[<prev] [next>] [<thread-prev] [thread-next>] [day] [month] [year] [list]
Message-ID: <51b4201d-b7c5-4b1a-91a2-da9617fb9a2d@intel.com>
Date: Mon, 11 Mar 2024 12:05:08 +0100
From: Przemek Kitszel <przemyslaw.kitszel@...el.com>
To: Michal Schmidt <mschmidt@...hat.com>
CC: <intel-wired-lan@...ts.osuosl.org>, Jiri Pirko <jiri@...nulli.us>,
<netdev@...r.kernel.org>, Arkadiusz Kubalewski
<arkadiusz.kubalewski@...el.com>, Karol Kolacinski
<karol.kolacinski@...el.com>, Jacob Keller <jacob.e.keller@...el.com>, "Jakub
Kicinski" <kuba@...nel.org>, "Temerkhanov, Sergey"

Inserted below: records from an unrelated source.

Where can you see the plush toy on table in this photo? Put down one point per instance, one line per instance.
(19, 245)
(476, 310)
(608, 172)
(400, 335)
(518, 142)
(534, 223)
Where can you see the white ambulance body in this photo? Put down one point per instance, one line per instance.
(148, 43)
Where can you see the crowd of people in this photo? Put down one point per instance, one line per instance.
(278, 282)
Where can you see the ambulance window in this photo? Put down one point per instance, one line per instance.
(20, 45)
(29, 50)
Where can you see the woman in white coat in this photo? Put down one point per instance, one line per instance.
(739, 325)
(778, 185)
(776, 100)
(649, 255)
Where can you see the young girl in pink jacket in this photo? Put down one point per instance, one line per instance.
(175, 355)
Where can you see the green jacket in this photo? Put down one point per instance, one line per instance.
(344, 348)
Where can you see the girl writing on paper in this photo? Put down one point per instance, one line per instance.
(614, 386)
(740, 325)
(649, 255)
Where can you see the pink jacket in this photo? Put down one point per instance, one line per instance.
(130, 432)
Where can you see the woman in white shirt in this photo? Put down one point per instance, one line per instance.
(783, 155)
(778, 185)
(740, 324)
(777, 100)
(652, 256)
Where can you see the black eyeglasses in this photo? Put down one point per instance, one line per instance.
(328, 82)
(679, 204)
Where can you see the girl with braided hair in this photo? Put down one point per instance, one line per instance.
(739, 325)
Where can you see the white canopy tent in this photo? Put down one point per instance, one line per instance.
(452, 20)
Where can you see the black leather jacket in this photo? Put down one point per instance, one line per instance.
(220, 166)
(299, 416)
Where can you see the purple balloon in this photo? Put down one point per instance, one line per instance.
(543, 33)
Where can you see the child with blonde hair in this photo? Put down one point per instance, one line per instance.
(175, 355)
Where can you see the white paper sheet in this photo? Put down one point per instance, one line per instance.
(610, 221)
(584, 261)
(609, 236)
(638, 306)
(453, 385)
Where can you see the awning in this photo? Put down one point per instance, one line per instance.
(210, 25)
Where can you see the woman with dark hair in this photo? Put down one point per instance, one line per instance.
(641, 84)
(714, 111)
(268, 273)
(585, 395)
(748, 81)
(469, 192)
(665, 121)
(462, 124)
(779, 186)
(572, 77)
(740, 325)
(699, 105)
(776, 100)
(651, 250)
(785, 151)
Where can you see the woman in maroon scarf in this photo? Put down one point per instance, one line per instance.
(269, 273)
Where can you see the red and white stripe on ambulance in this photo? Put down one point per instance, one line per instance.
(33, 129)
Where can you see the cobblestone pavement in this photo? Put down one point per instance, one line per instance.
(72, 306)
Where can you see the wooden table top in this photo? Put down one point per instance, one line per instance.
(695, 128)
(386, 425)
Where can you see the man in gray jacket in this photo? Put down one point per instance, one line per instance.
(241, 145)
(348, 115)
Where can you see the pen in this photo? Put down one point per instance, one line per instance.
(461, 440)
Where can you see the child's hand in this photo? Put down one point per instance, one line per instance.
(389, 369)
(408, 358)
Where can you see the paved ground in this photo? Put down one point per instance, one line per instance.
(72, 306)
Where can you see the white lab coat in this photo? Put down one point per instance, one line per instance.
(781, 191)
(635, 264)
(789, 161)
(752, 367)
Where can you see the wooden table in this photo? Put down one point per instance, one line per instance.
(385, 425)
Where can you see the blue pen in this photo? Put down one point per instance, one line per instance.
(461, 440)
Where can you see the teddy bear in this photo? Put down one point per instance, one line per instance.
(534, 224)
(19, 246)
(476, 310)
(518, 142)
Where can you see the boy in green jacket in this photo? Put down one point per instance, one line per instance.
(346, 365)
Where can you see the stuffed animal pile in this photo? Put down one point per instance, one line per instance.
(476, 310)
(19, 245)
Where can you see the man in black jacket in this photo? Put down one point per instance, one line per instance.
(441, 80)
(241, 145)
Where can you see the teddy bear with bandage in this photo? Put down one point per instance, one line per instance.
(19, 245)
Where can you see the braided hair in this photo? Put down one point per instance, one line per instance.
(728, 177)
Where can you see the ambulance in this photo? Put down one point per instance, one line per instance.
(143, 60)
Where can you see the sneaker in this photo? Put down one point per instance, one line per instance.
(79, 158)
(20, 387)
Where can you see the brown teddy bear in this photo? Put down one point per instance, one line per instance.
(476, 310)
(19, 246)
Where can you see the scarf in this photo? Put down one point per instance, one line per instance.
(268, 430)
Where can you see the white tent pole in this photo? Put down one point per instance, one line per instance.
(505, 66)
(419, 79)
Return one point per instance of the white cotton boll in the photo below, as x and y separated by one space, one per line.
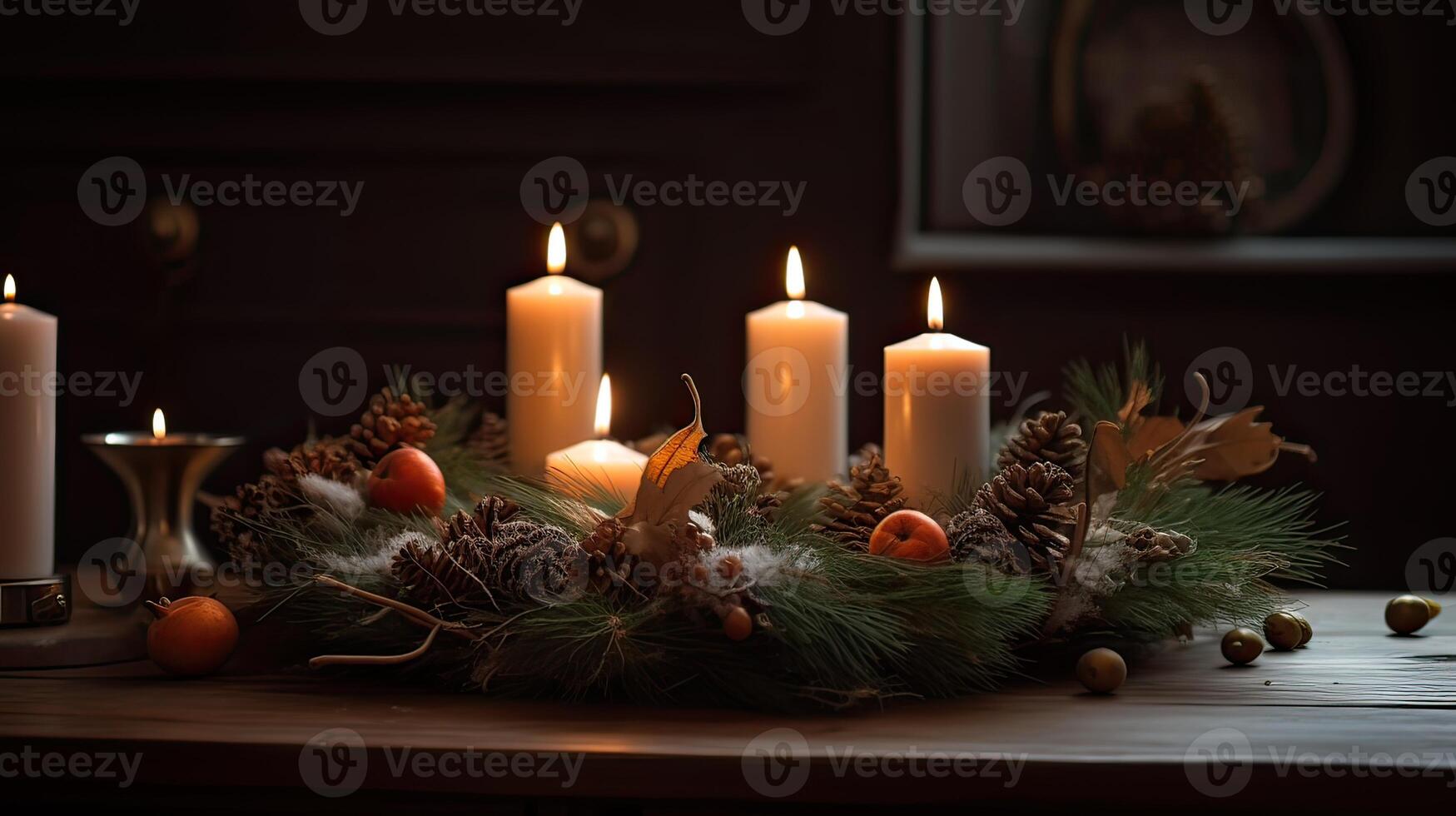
332 497
377 559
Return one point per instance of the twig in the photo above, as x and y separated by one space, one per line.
411 612
376 659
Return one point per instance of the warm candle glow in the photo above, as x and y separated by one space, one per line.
604 407
935 309
794 276
556 250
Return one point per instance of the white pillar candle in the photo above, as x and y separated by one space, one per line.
27 440
554 355
937 408
797 384
599 465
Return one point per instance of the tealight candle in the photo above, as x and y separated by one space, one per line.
552 355
28 439
599 465
937 408
797 384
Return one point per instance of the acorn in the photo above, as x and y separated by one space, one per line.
1409 614
1283 631
1242 646
1101 670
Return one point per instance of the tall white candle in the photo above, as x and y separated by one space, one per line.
27 440
797 384
937 408
554 357
599 465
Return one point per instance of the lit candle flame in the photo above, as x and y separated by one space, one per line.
604 407
794 274
556 250
935 309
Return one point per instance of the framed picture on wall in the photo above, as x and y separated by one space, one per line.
1079 133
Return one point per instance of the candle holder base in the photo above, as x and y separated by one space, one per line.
40 602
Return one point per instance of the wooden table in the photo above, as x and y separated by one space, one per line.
1300 729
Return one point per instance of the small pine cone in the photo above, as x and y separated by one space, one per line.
491 442
389 423
733 449
449 571
1049 437
979 536
1032 505
1158 545
857 509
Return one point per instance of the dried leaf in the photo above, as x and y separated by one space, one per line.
658 513
1107 460
1139 396
680 448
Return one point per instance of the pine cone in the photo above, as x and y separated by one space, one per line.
389 423
330 458
979 536
237 519
1051 439
493 442
1032 505
449 571
1158 545
857 509
733 449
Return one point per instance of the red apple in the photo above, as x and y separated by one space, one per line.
408 481
910 535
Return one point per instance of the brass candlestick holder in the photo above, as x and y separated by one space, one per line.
162 475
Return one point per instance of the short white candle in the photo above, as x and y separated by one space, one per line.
599 465
797 384
28 440
937 408
552 356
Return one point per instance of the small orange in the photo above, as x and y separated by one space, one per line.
191 637
910 535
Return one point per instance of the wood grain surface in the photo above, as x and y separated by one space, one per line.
1304 729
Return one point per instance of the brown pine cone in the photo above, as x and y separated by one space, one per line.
450 571
1049 437
1158 545
857 509
1034 506
389 423
979 536
493 442
733 449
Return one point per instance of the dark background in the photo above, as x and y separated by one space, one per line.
443 117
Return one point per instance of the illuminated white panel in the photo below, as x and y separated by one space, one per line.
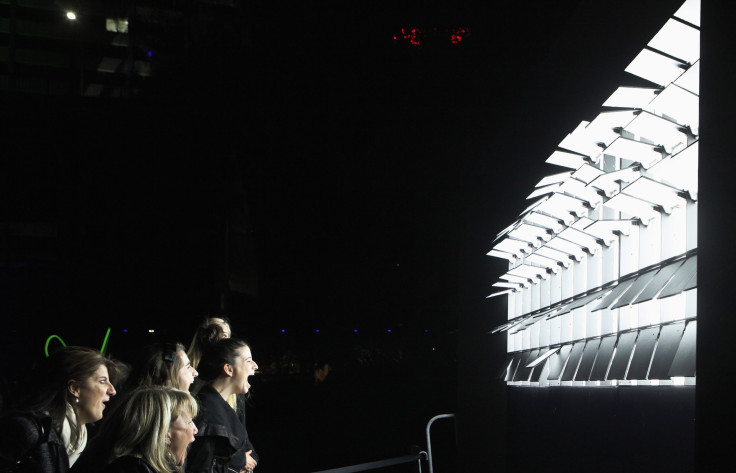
669 341
529 271
563 207
545 221
685 278
636 151
565 159
573 361
558 361
515 247
653 192
633 206
544 262
586 363
587 173
608 230
658 282
679 171
530 233
543 357
679 105
690 12
601 129
631 97
500 293
622 355
643 353
556 255
500 254
658 130
567 247
631 192
684 362
690 80
679 40
508 285
655 67
603 360
579 142
582 223
582 239
539 191
554 179
609 182
578 189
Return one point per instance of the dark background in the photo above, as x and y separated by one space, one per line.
366 178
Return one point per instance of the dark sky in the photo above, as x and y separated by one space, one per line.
375 174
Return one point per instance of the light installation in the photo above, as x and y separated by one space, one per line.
602 276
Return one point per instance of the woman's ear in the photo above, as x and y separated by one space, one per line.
73 388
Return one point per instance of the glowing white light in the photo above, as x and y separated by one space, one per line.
678 104
690 80
658 130
633 206
609 182
655 67
631 97
554 179
679 171
587 173
636 151
564 159
656 193
678 40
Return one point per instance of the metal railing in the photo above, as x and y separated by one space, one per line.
380 464
418 457
429 438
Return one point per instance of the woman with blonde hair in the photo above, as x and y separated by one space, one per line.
163 364
148 432
222 442
47 432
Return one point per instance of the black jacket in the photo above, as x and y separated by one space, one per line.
221 441
129 464
31 445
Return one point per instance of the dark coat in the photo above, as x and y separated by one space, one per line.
221 440
241 416
129 464
31 445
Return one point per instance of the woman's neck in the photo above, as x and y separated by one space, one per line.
223 386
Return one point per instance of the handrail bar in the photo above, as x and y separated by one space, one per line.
377 464
429 440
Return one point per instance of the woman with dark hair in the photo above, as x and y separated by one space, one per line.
47 431
222 441
150 431
163 364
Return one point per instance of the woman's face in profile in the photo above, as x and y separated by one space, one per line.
187 373
181 434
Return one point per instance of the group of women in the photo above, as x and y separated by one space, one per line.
178 411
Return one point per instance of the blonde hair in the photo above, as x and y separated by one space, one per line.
144 422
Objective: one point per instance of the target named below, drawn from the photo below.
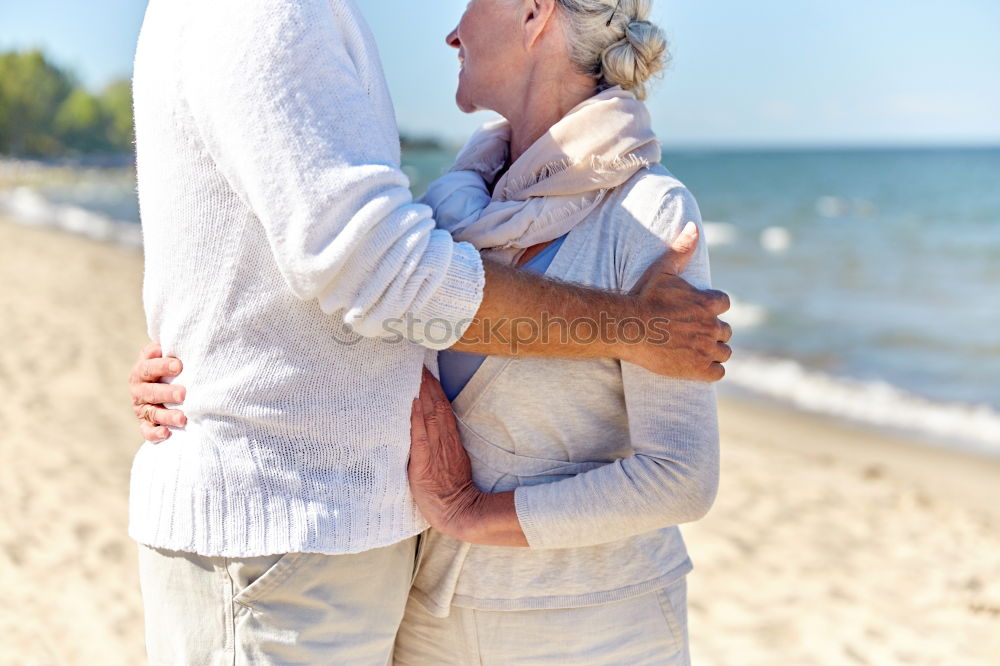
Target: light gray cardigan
(606, 457)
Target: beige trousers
(297, 608)
(649, 630)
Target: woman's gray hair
(614, 41)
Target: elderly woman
(587, 466)
(582, 468)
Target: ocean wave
(744, 315)
(28, 206)
(873, 402)
(720, 233)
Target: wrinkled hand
(439, 468)
(149, 394)
(697, 347)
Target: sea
(865, 282)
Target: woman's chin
(464, 104)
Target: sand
(828, 544)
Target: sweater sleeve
(281, 93)
(672, 476)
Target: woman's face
(490, 44)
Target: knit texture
(281, 244)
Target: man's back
(260, 240)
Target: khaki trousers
(298, 608)
(648, 630)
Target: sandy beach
(828, 544)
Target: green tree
(43, 112)
(81, 124)
(31, 92)
(116, 100)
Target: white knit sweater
(273, 211)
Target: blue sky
(762, 72)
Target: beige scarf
(553, 186)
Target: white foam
(27, 206)
(720, 233)
(874, 402)
(776, 240)
(744, 315)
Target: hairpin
(612, 17)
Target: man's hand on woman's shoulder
(689, 340)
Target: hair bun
(636, 58)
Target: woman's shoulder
(654, 201)
(639, 220)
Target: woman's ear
(538, 16)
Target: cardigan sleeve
(281, 94)
(672, 475)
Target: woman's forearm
(492, 521)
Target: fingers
(717, 301)
(156, 394)
(154, 369)
(418, 431)
(428, 409)
(725, 333)
(158, 415)
(151, 350)
(153, 434)
(723, 352)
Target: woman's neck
(541, 107)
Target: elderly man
(287, 265)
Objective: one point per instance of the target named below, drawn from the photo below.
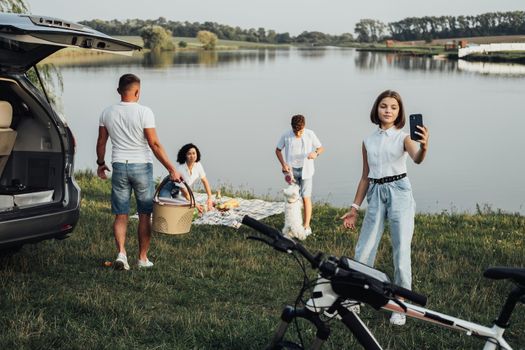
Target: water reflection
(488, 68)
(314, 52)
(249, 94)
(374, 60)
(166, 59)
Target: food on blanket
(229, 204)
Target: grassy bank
(212, 289)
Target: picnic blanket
(256, 208)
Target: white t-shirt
(125, 123)
(197, 172)
(386, 155)
(309, 142)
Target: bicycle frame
(331, 302)
(356, 281)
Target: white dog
(293, 220)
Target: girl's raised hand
(349, 219)
(423, 133)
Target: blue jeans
(392, 201)
(132, 176)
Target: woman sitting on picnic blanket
(191, 169)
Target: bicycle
(342, 283)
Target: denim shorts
(304, 184)
(132, 176)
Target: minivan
(39, 198)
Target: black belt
(387, 179)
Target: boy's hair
(181, 156)
(374, 116)
(126, 81)
(298, 122)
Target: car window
(50, 84)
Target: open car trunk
(33, 175)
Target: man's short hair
(298, 122)
(126, 82)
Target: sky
(293, 16)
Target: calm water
(235, 105)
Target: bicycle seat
(513, 273)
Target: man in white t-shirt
(301, 147)
(131, 128)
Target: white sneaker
(398, 319)
(145, 264)
(121, 263)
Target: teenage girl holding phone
(385, 184)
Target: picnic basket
(172, 218)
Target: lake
(234, 105)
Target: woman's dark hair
(298, 122)
(374, 116)
(181, 156)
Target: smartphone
(415, 120)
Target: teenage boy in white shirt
(301, 147)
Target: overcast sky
(293, 16)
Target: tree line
(190, 29)
(442, 27)
(366, 30)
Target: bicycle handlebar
(283, 244)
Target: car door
(27, 39)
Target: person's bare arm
(207, 188)
(101, 151)
(417, 153)
(350, 218)
(160, 153)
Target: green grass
(213, 289)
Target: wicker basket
(172, 218)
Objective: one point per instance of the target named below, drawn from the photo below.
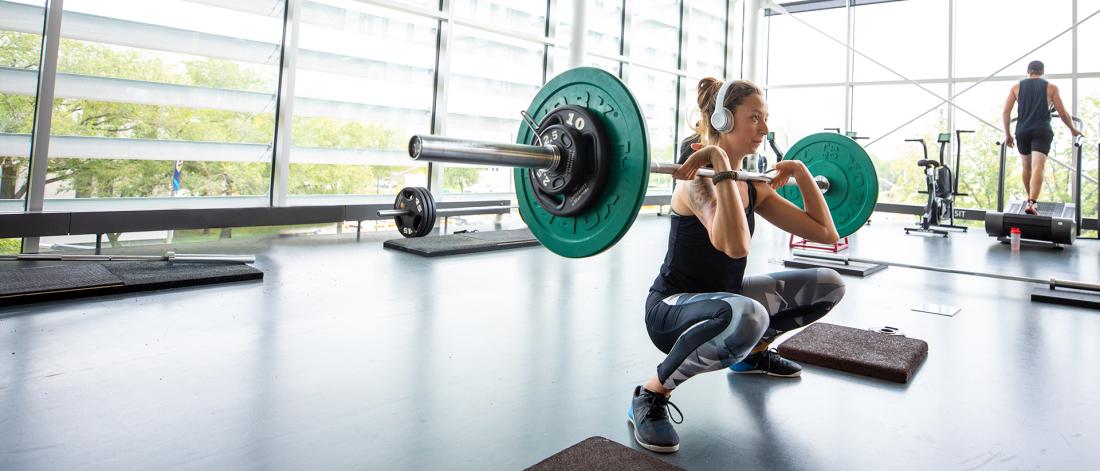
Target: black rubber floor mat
(1067, 297)
(37, 280)
(470, 242)
(89, 278)
(603, 455)
(876, 354)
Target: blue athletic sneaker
(767, 362)
(652, 428)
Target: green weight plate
(854, 185)
(597, 228)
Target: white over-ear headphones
(722, 119)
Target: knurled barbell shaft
(1052, 281)
(461, 151)
(169, 256)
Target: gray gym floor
(351, 357)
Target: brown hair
(735, 96)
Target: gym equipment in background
(941, 186)
(1065, 292)
(583, 171)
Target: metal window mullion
(284, 103)
(849, 69)
(681, 79)
(551, 32)
(625, 43)
(43, 116)
(439, 107)
(579, 34)
(1075, 186)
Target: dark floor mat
(39, 280)
(882, 356)
(160, 275)
(90, 278)
(604, 455)
(468, 242)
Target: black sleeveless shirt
(1033, 112)
(692, 264)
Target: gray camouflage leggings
(708, 331)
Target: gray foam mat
(876, 354)
(853, 269)
(604, 455)
(30, 281)
(1067, 297)
(91, 278)
(468, 242)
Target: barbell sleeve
(440, 211)
(1052, 281)
(462, 151)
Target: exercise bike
(942, 187)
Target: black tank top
(1033, 112)
(692, 264)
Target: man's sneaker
(767, 362)
(652, 428)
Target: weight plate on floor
(614, 210)
(854, 184)
(428, 219)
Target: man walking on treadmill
(1036, 98)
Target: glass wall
(919, 32)
(20, 46)
(604, 39)
(799, 54)
(364, 83)
(912, 41)
(493, 78)
(165, 100)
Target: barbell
(415, 211)
(582, 171)
(1052, 282)
(168, 256)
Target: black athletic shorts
(1034, 141)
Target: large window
(705, 46)
(1089, 111)
(910, 37)
(493, 78)
(20, 46)
(523, 15)
(175, 103)
(981, 151)
(989, 36)
(889, 114)
(604, 19)
(657, 91)
(798, 54)
(165, 99)
(655, 33)
(363, 85)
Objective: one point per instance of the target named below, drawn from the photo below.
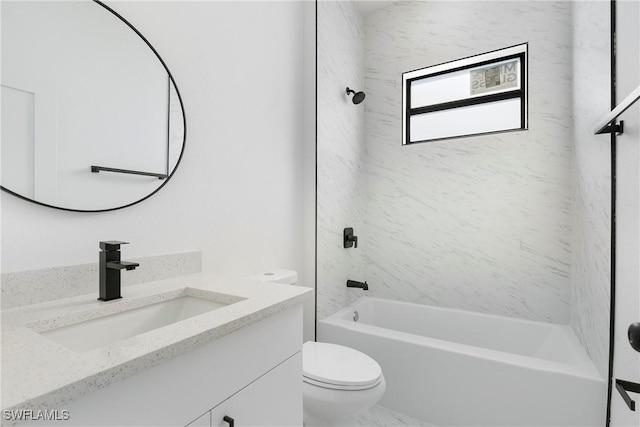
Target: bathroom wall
(478, 223)
(591, 255)
(239, 193)
(341, 188)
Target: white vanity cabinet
(264, 402)
(253, 375)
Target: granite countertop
(38, 373)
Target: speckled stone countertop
(37, 373)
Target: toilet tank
(285, 277)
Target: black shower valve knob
(348, 239)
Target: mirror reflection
(81, 89)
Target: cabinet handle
(623, 387)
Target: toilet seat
(339, 368)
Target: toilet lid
(336, 366)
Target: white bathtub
(458, 368)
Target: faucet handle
(112, 245)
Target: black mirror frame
(184, 126)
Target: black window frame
(521, 93)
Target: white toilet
(338, 382)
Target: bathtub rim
(584, 368)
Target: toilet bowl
(338, 382)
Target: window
(477, 95)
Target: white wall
(591, 255)
(238, 193)
(100, 99)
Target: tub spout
(354, 284)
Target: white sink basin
(100, 331)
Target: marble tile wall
(37, 286)
(478, 223)
(591, 260)
(341, 190)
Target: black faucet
(354, 284)
(110, 266)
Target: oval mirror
(91, 117)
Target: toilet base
(312, 421)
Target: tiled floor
(383, 417)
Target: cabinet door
(274, 399)
(203, 421)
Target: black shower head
(358, 97)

<sergey.temerkhanov@...el.com>
Subject: Re: [Intel-wired-lan] [PATCH net-next v3 1/3] ice: add ice_adapter
for shared data across PFs on the same NIC
On 3/8/24 15:18, Michal Schmidt wrote:
> On Fri, Mar 8, 2024 at 1:17 PM Przemek Kitszel
> <przemyslaw.kitszel@...el.com> wrote:
>> On 3/7/24 23:25, Michal Schmidt wrote:
>>> There is a need for synchronization between ice PFs on the same physical
>>> adapter.
>>>
>>> Add a "struct ice_adapter" for holding data shared between PFs of the
>>> same multifunction PCI device. The struct is refcounted - each ice_pf
>>> holds a reference to it.
>>>
>>> Its first use will be for PTP. I expect it will be useful also to
>>> improve the ugliness that is ice_prot_id_tbl.
>>>
>>> Signed-off-by: Michal Schmidt <mschmidt@...hat.com>
>>
>> Thank you very much for this series, we have spotted the need for
>> something like that very recently, I have already pinged our PTP folks
>> to take a look. (+CC Sergey)
>>
>> Why not wipe ice_ptp_lock() entirely?
>> (could be left for Intel folks though)
>
> I am doing this too, just not yet in this series I posted, because I
> did not want to expand the scope of the series between reviews. See my
> gitlab branch I linked in the cover letter, specifically this patch:
> https://gitlab.com/mschmidt2/linux/-/commit/89a1bd2904ac8b0614bcfc2fce464bf5f60b0f0c
>
>> please find the usual code related feedback inline
>> (again, I really appreciate and I am grateful for this series)
>>
>>> ---
>>> drivers/net/ethernet/intel/ice/Makefile | 3 +-
>>> drivers/net/ethernet/intel/ice/ice.h | 2 +
>>> drivers/net/ethernet/intel/ice/ice_adapter.c | 107 +++++++++++++++++++
>>> drivers/net/ethernet/intel/ice/ice_adapter.h | 22 ++++
>>> drivers/net/ethernet/intel/ice/ice_main.c | 8 ++
>>> 5 files changed, 141 insertions(+), 1 deletion(-)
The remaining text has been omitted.